It’s been a busy week at the U.S. Supreme Court. On Tuesday, the high court announced its decision to uphold the administration’s travel ban. Then, on Wednesday, Justice Anthony Kennedy announced he would retire from the court at the end July. Both occupied the headlines on their respective days.
So, you could be forgiven if you were among those who missed SCOTUS’ ruling, also on Wednesday, that states could not force public-sector employees who choose not to join a union to pay an “agency” or “fair-share” fee.
Delivering the opinion of the court, Justice Samuel Alito wrote that such an arrangement “violates the free-speech rights of nonmembers by compelling them to subsidize private speech on matters of substantial public concern.”
Alito acknowledged the impact its Janus v. American Federation of State, County, and Municipal Employees ruling could have on unions.
“We recognize that the loss of payments from nonmembers may cause unions to experience unpleasant transition costs in the short term and may require unions to make adjustments in order to attract and retain members,” he wrote. “But we must weigh these disadvantages against the considerable windfall that unions have received under [a previous 1977 decision]. It is hard to estimate how many billions of dollars have been taken from nonmembers and transferred to public-sector unions in violation of the First Amendment. Those unconstitutional exactions cannot be allowed to continue indefinitely.”
Union leaders, not surprisingly, weren’t pleased by the outcome.
“Today’s Supreme Court decision in the Janus v. AFSCME case is just another attempt by billionaires and wealthy corporate interests to curb the freedoms of working people and strip them of their right to a strong voice in the workplace,” said Office and Professional Employees International Union President Richard Lanigan. (OPEIU represents about 104,000 white-collar workers in both the private and public sectors.)
In her dissent, Justice Elena Kagan wrote that the “First Amendment was meant for better things. It was meant not to undermine but to protect democratic governance–including over the role of public-sector unions.”
The ruling, she said, prevents “the American people, acting through their state and local officials, from making important choices about workplace governance.”
Joining the majority were Chief Justice John G. Roberts Jr. and Justices Kennedy, Clarence Thomas and Neil M. Gorsuch. Dissenters included Justices Ruth Bader Ginsburg, Stephen G. Breyer and Sonia Sotomayor.
Though the decision is unarguably a blow to unions with a strong presence in the public sector, Drinker Biddle Partner Stephanie Dodge Gournis predicts it certainly won’t be fatal.

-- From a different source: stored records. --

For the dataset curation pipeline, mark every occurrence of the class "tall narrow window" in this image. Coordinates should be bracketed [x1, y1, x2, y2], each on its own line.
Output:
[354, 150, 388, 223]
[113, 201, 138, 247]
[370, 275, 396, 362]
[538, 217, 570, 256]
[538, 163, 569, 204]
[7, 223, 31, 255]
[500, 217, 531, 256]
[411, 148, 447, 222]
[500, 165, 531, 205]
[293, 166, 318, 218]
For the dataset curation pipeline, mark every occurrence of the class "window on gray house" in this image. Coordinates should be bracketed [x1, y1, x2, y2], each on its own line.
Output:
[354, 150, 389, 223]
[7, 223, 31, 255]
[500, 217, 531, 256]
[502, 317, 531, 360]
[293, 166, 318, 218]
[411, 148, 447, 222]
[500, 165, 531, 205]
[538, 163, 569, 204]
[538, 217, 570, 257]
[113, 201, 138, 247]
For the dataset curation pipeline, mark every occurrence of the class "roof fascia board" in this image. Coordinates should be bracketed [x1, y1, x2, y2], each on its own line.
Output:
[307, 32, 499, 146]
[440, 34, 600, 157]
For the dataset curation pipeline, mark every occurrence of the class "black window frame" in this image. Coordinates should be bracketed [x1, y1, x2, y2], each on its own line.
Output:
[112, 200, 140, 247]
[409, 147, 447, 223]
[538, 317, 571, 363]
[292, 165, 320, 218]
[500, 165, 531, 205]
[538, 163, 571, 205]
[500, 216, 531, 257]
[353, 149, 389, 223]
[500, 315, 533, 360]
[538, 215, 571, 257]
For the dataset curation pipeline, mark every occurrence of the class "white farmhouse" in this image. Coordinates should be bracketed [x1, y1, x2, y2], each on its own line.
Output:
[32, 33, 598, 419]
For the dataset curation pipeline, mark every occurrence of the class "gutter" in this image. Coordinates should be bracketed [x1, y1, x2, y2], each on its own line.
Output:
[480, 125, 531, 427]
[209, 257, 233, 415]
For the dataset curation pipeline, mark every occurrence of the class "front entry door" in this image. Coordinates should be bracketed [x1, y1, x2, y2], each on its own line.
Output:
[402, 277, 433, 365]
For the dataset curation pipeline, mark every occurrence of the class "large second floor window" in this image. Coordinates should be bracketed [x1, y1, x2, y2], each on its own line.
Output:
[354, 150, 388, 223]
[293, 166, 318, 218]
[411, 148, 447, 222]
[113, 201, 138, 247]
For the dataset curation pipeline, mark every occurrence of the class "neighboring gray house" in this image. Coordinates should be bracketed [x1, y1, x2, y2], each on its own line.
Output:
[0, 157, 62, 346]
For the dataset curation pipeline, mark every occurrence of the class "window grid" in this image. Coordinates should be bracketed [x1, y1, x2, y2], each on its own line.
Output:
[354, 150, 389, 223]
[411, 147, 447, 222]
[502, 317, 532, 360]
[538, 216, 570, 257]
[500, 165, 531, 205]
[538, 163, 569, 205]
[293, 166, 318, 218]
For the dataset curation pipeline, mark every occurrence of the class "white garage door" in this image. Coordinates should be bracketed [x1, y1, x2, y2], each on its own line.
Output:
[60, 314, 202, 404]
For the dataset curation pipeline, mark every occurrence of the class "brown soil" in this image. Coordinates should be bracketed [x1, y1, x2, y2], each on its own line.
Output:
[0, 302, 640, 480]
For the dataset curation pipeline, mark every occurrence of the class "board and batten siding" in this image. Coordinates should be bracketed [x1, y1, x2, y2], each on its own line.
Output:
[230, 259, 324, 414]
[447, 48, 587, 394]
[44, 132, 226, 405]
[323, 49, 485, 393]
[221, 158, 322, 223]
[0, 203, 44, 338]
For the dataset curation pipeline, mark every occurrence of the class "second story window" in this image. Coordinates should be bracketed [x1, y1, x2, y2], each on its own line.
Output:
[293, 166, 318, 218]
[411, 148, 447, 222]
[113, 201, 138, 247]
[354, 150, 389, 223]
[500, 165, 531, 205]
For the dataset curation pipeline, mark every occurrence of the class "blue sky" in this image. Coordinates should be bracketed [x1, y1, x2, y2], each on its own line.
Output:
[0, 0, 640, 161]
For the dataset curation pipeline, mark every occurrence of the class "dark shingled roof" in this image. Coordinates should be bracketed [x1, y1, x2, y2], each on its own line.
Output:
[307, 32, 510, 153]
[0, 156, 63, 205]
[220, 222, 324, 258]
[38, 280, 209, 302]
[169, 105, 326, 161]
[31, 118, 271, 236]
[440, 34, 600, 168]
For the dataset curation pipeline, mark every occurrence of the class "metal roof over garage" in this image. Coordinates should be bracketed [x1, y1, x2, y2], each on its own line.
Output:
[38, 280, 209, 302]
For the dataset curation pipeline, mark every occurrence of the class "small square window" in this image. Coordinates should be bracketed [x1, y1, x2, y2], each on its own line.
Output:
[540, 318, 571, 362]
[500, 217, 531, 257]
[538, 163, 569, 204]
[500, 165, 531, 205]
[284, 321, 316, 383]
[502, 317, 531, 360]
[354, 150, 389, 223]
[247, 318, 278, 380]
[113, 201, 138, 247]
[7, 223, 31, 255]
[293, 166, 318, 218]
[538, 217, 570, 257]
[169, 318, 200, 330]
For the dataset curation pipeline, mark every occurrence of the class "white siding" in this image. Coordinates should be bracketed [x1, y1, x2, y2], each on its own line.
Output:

Short term, she says, “there will be a lot of scrambling among unions that have a majority of its membership in the public sector. But longer term, these unions most likely will begin to refocus their efforts on the private sector.”
Like businesses in general, she says, unions can be resilient.
Perhaps the biggest takeaway here, she adds, is what this case says about the type of rulings, including those impacting labor and employment, that we’re likely to see from a Gorsuch and post-Kennedy court.